He blinks at me. “Well. Anyway, the toast caught fire—proper flames, it was pretty scary—and Edwin yanked the tray out and dropped it. Broke the handle. We got a huge telling off.”
“I’m not surprised.”
Joel’s gaze roams around the kitchen. I wash up a couple of plastic tubs with my back to him, keeping half an eye on his reflection in the window. He looks more at home here than I do. The tick of the kitchen clock seems louder with each minute of silence.
“Do you remember Laura?” I ask him suddenly, turning to face him. “The au pair Edwin had before Danny and I were born?”
He shrugs. “Yeah, vaguely, I think. She used to bake cakes with us.”

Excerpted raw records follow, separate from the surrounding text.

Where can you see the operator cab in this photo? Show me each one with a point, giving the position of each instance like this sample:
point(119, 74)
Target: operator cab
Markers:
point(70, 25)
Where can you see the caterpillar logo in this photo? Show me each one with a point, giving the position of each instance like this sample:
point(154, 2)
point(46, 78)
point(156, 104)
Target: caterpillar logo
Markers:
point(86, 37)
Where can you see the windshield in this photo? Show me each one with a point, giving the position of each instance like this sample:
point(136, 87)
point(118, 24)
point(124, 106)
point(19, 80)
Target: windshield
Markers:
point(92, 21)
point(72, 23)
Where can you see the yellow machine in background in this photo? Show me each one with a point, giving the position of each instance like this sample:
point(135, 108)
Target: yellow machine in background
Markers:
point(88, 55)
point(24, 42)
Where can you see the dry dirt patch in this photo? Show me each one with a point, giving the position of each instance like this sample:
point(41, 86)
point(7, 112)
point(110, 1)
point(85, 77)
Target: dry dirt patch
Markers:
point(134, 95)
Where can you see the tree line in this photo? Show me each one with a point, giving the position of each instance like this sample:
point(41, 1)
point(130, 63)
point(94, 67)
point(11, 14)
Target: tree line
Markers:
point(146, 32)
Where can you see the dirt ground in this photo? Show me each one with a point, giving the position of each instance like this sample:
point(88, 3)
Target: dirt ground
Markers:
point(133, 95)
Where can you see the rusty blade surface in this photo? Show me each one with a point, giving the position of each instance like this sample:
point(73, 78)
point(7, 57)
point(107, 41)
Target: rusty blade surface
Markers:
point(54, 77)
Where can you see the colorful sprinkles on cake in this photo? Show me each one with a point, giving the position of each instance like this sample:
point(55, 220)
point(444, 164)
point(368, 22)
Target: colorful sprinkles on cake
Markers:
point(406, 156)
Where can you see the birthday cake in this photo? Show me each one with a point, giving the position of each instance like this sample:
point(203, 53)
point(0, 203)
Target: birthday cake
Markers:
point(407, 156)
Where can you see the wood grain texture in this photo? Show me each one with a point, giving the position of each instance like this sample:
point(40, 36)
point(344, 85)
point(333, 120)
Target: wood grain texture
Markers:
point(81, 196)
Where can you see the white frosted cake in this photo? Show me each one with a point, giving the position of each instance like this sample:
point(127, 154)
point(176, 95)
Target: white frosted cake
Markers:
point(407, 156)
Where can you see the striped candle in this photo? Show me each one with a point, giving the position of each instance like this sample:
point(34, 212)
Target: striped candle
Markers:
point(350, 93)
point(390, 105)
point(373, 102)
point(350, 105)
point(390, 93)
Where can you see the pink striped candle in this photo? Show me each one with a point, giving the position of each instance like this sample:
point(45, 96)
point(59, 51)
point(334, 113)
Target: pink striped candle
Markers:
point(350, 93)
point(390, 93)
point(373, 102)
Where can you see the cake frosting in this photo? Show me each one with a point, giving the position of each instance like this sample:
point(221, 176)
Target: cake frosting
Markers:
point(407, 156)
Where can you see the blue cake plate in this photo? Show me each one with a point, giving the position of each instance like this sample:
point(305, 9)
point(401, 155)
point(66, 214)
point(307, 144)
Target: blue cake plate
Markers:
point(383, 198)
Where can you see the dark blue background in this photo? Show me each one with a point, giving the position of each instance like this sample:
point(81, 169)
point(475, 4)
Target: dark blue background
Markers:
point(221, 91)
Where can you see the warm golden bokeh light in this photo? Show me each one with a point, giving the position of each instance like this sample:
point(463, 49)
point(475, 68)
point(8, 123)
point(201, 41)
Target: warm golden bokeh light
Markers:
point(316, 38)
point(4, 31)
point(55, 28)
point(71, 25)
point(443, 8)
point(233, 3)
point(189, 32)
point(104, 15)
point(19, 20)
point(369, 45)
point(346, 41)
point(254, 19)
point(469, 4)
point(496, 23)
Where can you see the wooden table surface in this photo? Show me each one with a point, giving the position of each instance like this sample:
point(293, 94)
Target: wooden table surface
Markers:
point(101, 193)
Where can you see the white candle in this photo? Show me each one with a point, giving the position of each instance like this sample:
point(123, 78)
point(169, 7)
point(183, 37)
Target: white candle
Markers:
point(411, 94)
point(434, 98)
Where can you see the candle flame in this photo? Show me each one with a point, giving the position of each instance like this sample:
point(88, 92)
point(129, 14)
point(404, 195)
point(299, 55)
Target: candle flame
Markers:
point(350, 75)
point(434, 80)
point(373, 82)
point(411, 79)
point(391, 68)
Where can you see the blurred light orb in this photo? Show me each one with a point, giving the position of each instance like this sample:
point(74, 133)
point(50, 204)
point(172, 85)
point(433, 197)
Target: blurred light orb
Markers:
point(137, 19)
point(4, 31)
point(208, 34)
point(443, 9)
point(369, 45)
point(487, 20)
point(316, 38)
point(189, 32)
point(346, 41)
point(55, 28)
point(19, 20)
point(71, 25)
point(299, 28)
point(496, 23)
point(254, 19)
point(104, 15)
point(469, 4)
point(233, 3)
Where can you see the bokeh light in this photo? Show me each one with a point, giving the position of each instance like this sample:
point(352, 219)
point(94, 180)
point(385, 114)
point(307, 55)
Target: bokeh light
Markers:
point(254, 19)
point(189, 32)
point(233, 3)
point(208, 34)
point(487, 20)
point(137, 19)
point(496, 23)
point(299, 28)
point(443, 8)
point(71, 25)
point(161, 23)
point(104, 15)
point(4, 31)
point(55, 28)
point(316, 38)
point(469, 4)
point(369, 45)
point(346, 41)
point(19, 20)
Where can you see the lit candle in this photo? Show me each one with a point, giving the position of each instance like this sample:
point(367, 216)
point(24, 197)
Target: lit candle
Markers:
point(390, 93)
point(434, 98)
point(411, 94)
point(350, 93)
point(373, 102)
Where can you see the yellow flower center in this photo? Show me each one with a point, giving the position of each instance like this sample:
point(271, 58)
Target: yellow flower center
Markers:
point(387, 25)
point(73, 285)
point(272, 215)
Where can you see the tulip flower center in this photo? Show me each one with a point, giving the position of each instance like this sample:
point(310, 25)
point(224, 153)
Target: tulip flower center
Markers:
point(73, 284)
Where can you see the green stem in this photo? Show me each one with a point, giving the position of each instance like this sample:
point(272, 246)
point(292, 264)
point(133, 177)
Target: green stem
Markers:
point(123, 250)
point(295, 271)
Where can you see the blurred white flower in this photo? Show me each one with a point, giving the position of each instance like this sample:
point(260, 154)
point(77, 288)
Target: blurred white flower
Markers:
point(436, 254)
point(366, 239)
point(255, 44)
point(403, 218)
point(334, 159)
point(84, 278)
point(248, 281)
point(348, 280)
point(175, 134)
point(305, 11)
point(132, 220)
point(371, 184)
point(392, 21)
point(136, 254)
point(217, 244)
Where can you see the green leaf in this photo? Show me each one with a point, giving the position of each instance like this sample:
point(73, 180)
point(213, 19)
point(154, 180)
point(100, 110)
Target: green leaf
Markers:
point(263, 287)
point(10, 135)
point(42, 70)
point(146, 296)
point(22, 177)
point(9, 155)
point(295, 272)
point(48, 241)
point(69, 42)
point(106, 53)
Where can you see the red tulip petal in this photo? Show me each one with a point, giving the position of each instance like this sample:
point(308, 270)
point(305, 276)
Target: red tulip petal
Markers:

“How about Alex? Alex Kaimal?” I ask.
“No, who’s he?”
“Do you remember Danny and me being born?”
He gives me a long look.
“Seraphine...” he starts, but I cut him off.
“Oh, okay. Edwin’s said something, hasn’t he? What did he say? Keep an eye on poor Seraphine, she’s lost her marbles, thinks she’s a changeling?”
“Seraphine,” he says calmly, “your toast is burning.”
I jam my hands into the oven gloves and yank the tray out from under the grill, clattering it onto the chopping board. I throw the back doors open, and then I lean against the doorframe, facing the garden, swallowing down the lump in my throat as the smoke drifts past me to curl away with the breeze.
“I don’t really remember you being born,” Joel says from his seat behind me. “Sorry. I remember it being me and Edwin, before we started school, playing here. Just happy memories really. And then after we started school, it was always—sad here, in your house: two screaming babies, your dad all spaced-out, Vera fussing all the time, new nannies starting and leaving. I mean, it got better, of course. Not that you screamedallthe time, I don’t mean that.”
I turn around, try to smile.
“Oh, Gran always says I was a horrible baby, it’s okay,” I say.
“You were pretty fierce back then. Do you remember Edwin and me teaching you and Danny to ride your bikes? Before you started school. Felt like it took us the whole summer holiday, and you had a huge tantrum every time you fell off. You’d stamp your feet and shout at us, blaming us.”
I shake my head slowly. “I don’t remember that.”
Joel pulls a face. “Probably just as well.”
“I bet Danny was a dream to teach.”
He doesn’t reply, but the corners of his mouth pinch up in confirmation.
I reach for the chocolate biscuits he brought, and hold them out inquiringly, but he stands up.
“Thanks, but I’ll get going. I just wanted to check you’re okay. I hope I haven’t made you feel any worse.”
I walk as far as the front door with him, and as he steps outside, he turns to face me, not saying anything for a moment. There’s a faint sinuous scar just under his jaw—a pale indentation in his dark skin—and without thinking, I reach up and touch it with my fingertip.
“How did you get this?” I ask.
His pupils widen, and he takes hold of my hand, pulling it down gently.
“From the glass, that day,” he says, his eyes searching mine.
I look at him blankly. “What day?”
“Seraphine.” He draws in a deep breath, still holding my hand. “That day I upset you by the pool, when the others started teasing you and you ran away. The glass you smashed—it cut me.”
I’m shaking my head now, feeling cold.